BBC Africa: Anatomy of a Killing
This thread combines fact-checking techniques with visualizations using Google Earth tools to geolocate and verify the location of a gruesome murder of women and children in Cameroon. The BBC then used the Twitter thread to explain the process of how they proved the Cameroon government was lying to cover up the military’s involvement.
Sarah Smith: Fact-Checking Ben Carson on Houston Housing
The Houston Chronicle’s housing reporter used data and fact-checking skills to correct U.S. Secretary of Housing and Urban Development Ben Carson in this Twitter thread.
In the early days of the COVID-19 pandemic, student reporters for The Red Line Project at the University of Illinois-Chicago built several visualizations from datasets both global and local. They kept data diaries as they downloaded, cleaned and analyzed the data. They logged background on how they visualized the data and how it fit contextually into the story.
They turned their diaries into Twitter threads, such as this one by then-senior Janette Romero. (Fig. 1)

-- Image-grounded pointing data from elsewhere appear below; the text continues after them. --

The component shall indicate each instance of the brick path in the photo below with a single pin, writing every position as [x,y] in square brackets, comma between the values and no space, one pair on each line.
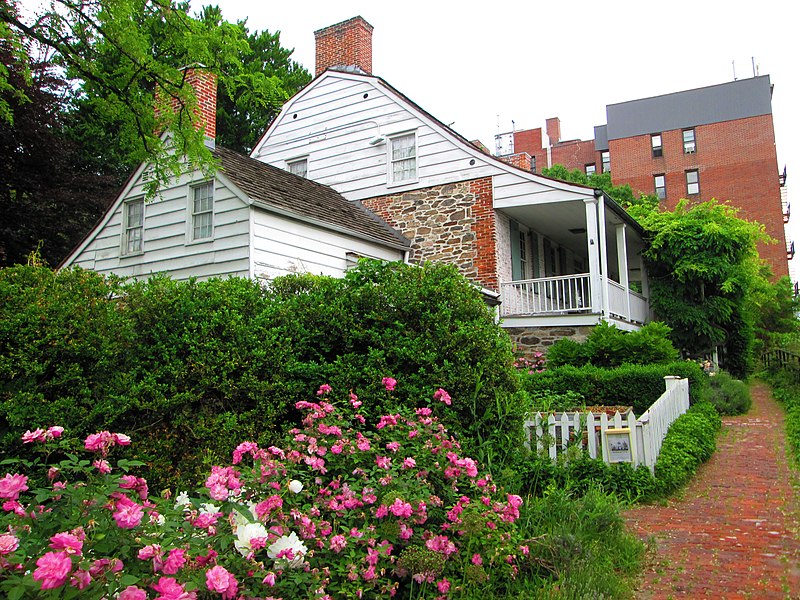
[732,533]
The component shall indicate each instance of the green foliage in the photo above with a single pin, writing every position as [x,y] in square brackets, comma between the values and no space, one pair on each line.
[608,346]
[630,385]
[118,53]
[703,264]
[728,395]
[622,194]
[691,441]
[786,389]
[190,368]
[581,548]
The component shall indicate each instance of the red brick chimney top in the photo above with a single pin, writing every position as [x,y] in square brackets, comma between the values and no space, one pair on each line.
[204,84]
[346,45]
[554,130]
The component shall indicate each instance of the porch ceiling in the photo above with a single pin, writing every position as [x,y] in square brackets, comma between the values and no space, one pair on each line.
[565,224]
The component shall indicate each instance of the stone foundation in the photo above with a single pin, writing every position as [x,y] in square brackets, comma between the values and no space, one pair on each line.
[538,339]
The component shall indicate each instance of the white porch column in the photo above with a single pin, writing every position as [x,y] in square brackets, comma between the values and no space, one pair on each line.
[622,265]
[645,281]
[601,210]
[593,248]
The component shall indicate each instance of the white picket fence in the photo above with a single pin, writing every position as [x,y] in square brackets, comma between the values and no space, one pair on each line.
[616,438]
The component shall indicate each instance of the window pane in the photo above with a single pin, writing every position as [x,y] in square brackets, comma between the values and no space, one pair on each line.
[403,158]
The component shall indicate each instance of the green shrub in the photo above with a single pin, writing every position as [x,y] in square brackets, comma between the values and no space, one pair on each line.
[690,441]
[630,385]
[728,395]
[608,346]
[191,368]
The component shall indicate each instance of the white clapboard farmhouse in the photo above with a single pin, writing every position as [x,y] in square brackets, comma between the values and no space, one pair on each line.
[560,257]
[250,220]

Romero posted a thread of eight tweets, with the first one featuring a link to her story and an animation showing COVID-19 positive cases by country through the first three months of the pandemic. Her threaded posts featured other charts her team built, their reporting methods and where they found the data.
UIC senior Chris Katsaros and his team used a Twitter thread to explain reporting on Illinois COVID-19 cases. Senior Charles Tharpe used a Twitter thread to highlight key points in his team’s story on COVID-19 and the increase in domestic violence during the pandemic’s first few months.

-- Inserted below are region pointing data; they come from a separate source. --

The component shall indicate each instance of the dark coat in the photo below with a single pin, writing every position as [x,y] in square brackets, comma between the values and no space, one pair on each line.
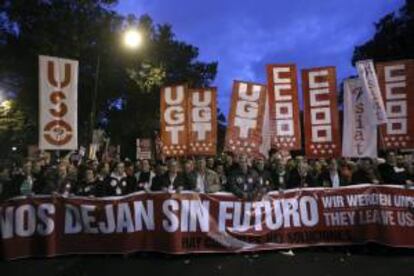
[295,180]
[390,176]
[165,182]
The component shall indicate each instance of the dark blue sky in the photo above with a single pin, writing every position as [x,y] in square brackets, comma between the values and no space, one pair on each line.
[245,35]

Visualizations on Social Media
Journalists often use text cards – graphics that focus on single stat or quote – to feature on Twitter posts teasing a story. These text cards can be easily built with tools such as Canva (desktop and app), Adobe Post or Photoshop (desktop and app), Over (app) and other tools. They also can be built as animated GIFs with Google Data GIF Maker and other tools. These tools are handy for breaking stories – election night analysis, highlighting a stat or quote from a study, budget figures, crime statistics and more.
Some journalists pull graphics from their stories and attach them to tweets and provide a link to the story. The graphics grab readers’ attention as they scroll through Facebook or Twitter. Canva can be used to make text cards for Instagram stories. Apps such as Chartistic and Icongraph help journalists build charts on a phone or tablet that can easily be shared to social channels.
Before opening any design software, here’s a creative way for you to learn how to build a graphic.
Matt Waite, a professor of practice at the University of Nebraska-Lincoln, was searching for a way in 2015 to get his students to understand form, function and scaling a graphic. He reached back to his childhood for the answer – Legos.
Waite had his students create bar charts using a set of Lego blocks to illustrate Super Bowl statistics. Students had to grapple with scale: what did each block size represent: 10 yards? 20? 100?
Students worked in teams to scale the bar charts. Sticky notes can serve as labels and other “scaffolding” that Cairo refers to. The exercise is an effective way to help students understand design concepts before ever touching software.
“The Legos let them focus on representing the data with shape,” Waite told The American Journalism Review. “There wasn’t any, ‘Did I miss a semicolon? Did I use the wrong function? Did I press the wrong button?’”
In the past several years, professors from many other universities have experimented with using Legos. It works with many datasets – homicides, COVID-19, sports, etc.